How to Read a COA for Juice Concentrates, Purees & NFC Juices (What to Check)
A COA (Certificate of Analysis) is one of the most important documents in bulk ingredient procurement— and also one of the most misunderstood. Many teams treat COAs like a formality: a PDF attached to a shipment that gets filed and forgotten. In reality, a COA is your first line of defense against costly production problems and QA holds. A well-read COA can help you prevent flavor drift, viscosity surprises, microbial risk, label non-compliance, and traceability failures that complicate recalls. This guide explains how to read a COA for juice concentrates, aseptic purees, and NFC juices, what the key line items mean, and which red flags should trigger holds or additional testing.
For how to write consistent spec targets (°Brix, acid, pH), see Topic 095. For microbiology limits and what to request, see Topic 094. For traceability and lot coding, see Topic 099.
Start with the “identity block” (if this is wrong, nothing else matters)
Before looking at analytical values, confirm the COA clearly identifies the material you ordered.

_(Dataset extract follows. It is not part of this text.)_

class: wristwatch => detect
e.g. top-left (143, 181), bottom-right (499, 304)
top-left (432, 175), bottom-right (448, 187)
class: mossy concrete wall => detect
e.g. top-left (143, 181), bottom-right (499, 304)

This sounds obvious, but mix-ups happen—especially with similar SKUs (e.g., apple juice concentrate vs apple puree concentrate). Verify: product name, format (concentrate vs puree vs NFC), concentration strength (for concentrates), pack size and packaging type, lot/batch number, and production date. Confirm the lot number on the COA matches the lot number on the drum, tote, or bag-in-box. If your receiving team doesn’t record lot numbers, fix that—lot coding is the backbone of traceability.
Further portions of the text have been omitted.